Hacks targeting Democrats put a spotlight on cyber in Congress

In the wake of a cyber breaches against Democratic targets, Congress is trying to step up its own cybersecurity to gird against future threats. The Democratic National Committee and the Democratic Congressional Campaign Committee were targeted in high profile hacks that included leaks of sensitive information.

A recent email to House staffers alerted them to the incident, in which a spreadsheet that included email addresses and/or telephone numbers of "nearly every Democratic member of the House of Representatives, as well as several Republicans" as posted online. The email noted that the House IT system was not compromised in this hack.

House Minority Leader Nancy Pelosi called the hack an "electronic Watergate break-in."  The cyberattack has been attributed to Russian sources by cyber experts; the DCCC hired a cybersecurity firm to investigate.

House of Representatives IT officials also took action. The chief information security officer of the House, in coordination with the sergeant-at-arms and Capitol Police, communicated with everyone whose address may have been compromised on what to do. An email from the House Chief Administration Office alerted everyone on the status of the House IT system, and what to do to avoid any further cyber intrusions. Also, cybersecurity experts were tasked with providing updates on the breach as they become available.

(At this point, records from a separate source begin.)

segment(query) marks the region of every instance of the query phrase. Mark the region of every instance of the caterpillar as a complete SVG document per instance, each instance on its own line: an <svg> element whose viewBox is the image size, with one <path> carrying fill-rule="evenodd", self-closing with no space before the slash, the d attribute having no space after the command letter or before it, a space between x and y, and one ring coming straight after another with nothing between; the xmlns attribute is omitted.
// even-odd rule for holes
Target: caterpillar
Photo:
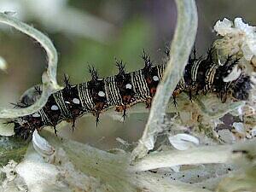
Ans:
<svg viewBox="0 0 256 192"><path fill-rule="evenodd" d="M169 51L166 51L169 56ZM212 59L212 49L207 57L196 58L195 51L189 56L183 72L183 77L177 84L172 98L186 92L192 100L194 95L214 92L223 102L230 95L236 101L247 100L251 80L242 69L238 67L238 59L229 56L222 64L216 64ZM99 117L104 111L115 108L123 113L125 119L127 109L137 102L145 102L150 108L152 99L156 92L157 85L163 77L165 64L153 65L150 56L143 51L143 69L126 73L122 61L115 61L118 74L100 79L94 67L90 67L91 79L79 84L71 84L67 76L64 76L65 87L52 94L43 108L38 112L26 115L9 123L15 124L15 133L17 137L27 139L34 130L41 130L44 126L52 126L56 133L55 126L66 120L75 126L77 118L86 113L96 116L96 125ZM41 90L35 87L38 95ZM26 99L15 104L16 108L26 108Z"/></svg>

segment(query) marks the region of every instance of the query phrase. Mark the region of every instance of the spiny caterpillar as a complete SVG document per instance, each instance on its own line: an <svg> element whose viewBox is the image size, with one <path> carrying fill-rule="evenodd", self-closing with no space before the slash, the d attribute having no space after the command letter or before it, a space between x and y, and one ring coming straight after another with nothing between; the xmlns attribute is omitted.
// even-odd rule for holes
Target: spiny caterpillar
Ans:
<svg viewBox="0 0 256 192"><path fill-rule="evenodd" d="M169 51L166 52L169 56ZM185 67L183 79L177 85L172 97L186 92L192 100L197 94L214 92L225 102L230 95L236 101L247 100L252 89L250 77L238 67L238 60L229 56L222 65L213 61L212 49L206 58L196 58L195 52L190 55ZM34 130L41 130L44 126L55 126L62 120L72 122L73 128L78 117L86 113L96 116L96 125L100 113L115 108L118 112L126 115L126 110L137 102L145 102L150 108L152 99L156 92L165 68L164 64L154 66L148 55L143 51L143 69L125 73L125 65L116 60L119 73L114 76L99 79L98 73L90 67L91 80L72 85L65 76L65 88L52 94L45 106L38 112L13 119L15 133L25 139ZM38 95L40 89L35 88ZM31 104L25 100L16 104L18 108L26 108Z"/></svg>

Rep. Adam Schiff (D-Calif.), the ranking member of the House Permanent Select Committee on Intelligence, said, "I hope the administration will disclose who is attempting to interfere with the American political process, and levy strong consequences against those responsible." Schiff, along with the Senate Intelligence Committee Chairwoman Diane Feinstein (D-Calif.), asked the president to declassify and release any intelligence community assessments related to the hacks.

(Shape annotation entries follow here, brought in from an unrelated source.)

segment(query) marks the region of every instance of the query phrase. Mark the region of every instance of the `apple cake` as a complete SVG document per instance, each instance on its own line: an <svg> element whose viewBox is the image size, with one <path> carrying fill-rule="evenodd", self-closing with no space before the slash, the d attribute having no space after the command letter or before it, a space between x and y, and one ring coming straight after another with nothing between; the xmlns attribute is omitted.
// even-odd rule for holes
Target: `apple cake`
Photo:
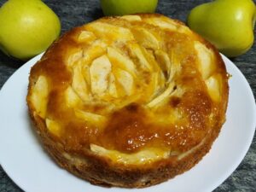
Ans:
<svg viewBox="0 0 256 192"><path fill-rule="evenodd" d="M31 69L26 102L55 162L93 184L143 188L193 167L225 121L217 49L161 15L72 29Z"/></svg>

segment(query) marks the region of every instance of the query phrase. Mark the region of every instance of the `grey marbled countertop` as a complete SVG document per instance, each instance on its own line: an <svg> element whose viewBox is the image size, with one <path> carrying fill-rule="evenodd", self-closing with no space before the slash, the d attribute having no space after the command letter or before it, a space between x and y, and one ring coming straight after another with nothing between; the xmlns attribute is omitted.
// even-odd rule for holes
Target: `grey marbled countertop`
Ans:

Congress is also working to internally manage its cybersecurity posture better.  The Senate is looking for an IT branch manager who will work inside the Sergeant-At-Arms Office to manage security strategy, among other functions.

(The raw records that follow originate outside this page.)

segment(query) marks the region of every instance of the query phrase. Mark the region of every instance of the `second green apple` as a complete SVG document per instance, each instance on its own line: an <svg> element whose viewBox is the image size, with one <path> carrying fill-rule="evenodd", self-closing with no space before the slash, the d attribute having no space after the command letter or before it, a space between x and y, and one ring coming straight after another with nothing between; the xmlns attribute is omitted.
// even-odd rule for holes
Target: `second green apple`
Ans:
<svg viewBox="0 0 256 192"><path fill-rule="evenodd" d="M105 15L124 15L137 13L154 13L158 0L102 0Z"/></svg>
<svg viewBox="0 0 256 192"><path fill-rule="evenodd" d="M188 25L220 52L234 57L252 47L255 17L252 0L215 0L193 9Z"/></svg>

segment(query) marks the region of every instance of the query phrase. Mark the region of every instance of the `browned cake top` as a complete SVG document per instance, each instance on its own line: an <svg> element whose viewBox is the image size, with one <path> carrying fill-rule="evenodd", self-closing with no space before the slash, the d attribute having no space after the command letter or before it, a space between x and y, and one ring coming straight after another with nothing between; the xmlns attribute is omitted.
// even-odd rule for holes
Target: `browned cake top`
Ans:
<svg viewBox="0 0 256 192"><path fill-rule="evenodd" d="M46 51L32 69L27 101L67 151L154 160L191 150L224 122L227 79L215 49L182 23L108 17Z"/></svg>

Cybersecurity experts point out that the congressional CISOs have a big challenge ahead of them.

"You have the responsibility to secure the enterprise and networks of basically 500+ CEOs that have their own office automation ideas, opinion of the importance of security, and varying degrees of willingness to follow security standards," Lance Dubsky, chief security strategist at cybersecurity firm FireEye, told FCW on Aug. 16.

"The House and Senate CISOs can provide the standards and best practices," Dubsky, who previously served as chief information security officer at the National Geospatial-Intelligence Agency, added.  "However, the implementation of these often breaks down within the offices of the senator or congressman."